I was emphasizing the fact that it is in fact pre heresy.


----------



## Broguts (Jul 15, 2009)

Chaosftw said:


> stfu, and get out. don't flood the thread, its a WIP not a god damn pick a fight thread. Go attempt to flex your internet E-Peen elsewhere.
> 
> I was emphasizing the fact that it is in fact pre heresy.


I know and I wasnt trying to flood the bloody thread or pick a fight, I was just, you know what? Fuck it, I'm sick of this and as soon as I finish my story I'm leaving this forum.


----------



## Chaosftw (Oct 20, 2008)

Broguts said:


> I know and I wasnt trying to flood the bloody thread or pick a fight, I was just, you know what? Fuck it, I'm sick of this and as soon as I finish my story I'm leaving this forum.


Hmmmm. what where you trying to gain by making that comment? Im sorry to hear that I have offended you, you brought it upon yourself though. Bring that attitude elsewhere and you will probably get the same response imo.

Anyway.. Here is a really quick update.










I am working on some new weapons for my Terminators. I saw this on another site and thought it was really cool. The final product looked really great as well.

Cheers,
Chaosftw


----------



## shaantitus (Aug 3, 2009)

I like the alternative weapon concept. Look forward to seeing those on a model.


----------



## Chaosftw (Oct 20, 2008)

shaantitus said:


> I like the alternative weapon concept. Look forward to seeing those on a model.


haha me 2! They will need Green stuffing pretty badly but they will be two handed power weapons, and the bolter is to represent the weapon in the second hand (which due to the two handed weapon is no longer there)

Cheers,
Chaosftw


----------



## BearsofLeon (Feb 6, 2010)

Awesome bolters Chaos. Really digging it.
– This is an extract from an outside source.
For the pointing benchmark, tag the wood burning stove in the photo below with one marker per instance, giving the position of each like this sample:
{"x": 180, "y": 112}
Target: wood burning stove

I checked out your WIP thread with the orks, Deathguard and Horus,
Did you finish them bychance?

Bears.


----------



## Chaosftw (Oct 20, 2008)

BearsofLeon said:


> Awesome bolters Chaos. Really digging it.
> 
> I checked out your WIP thread with the orks, Deathguard and Horus,
> Did you finish them bychance?
> ...


HAHA oh wow... thats so old. umm well Horus was a bust and was sold, the Orks were completed, I played 1 game with them and during that game I had assaulted a Dread with a 20 strong Boyz squad and well... the dread blew up and I lost 3/4 of my squad... I thought to myself... "did I really win that combat?". Less then a week later I sold them lmao... As for the Death Guard yes they were completed. I just made a simple 1500 point list. Maybe ill toss some snaps up of the army.

Cheers,
Chaosftw


----------



## Dave T Hobbit (Dec 3, 2009)

It is all coming along very well.



Chaosftw said:


> ...my Melta Gun Marines, No green stuff yet but they are positioned and ready to be 'Nurglafied'




I particularly like the crest; I recognise the row of spikes form somewhere but cannot place it.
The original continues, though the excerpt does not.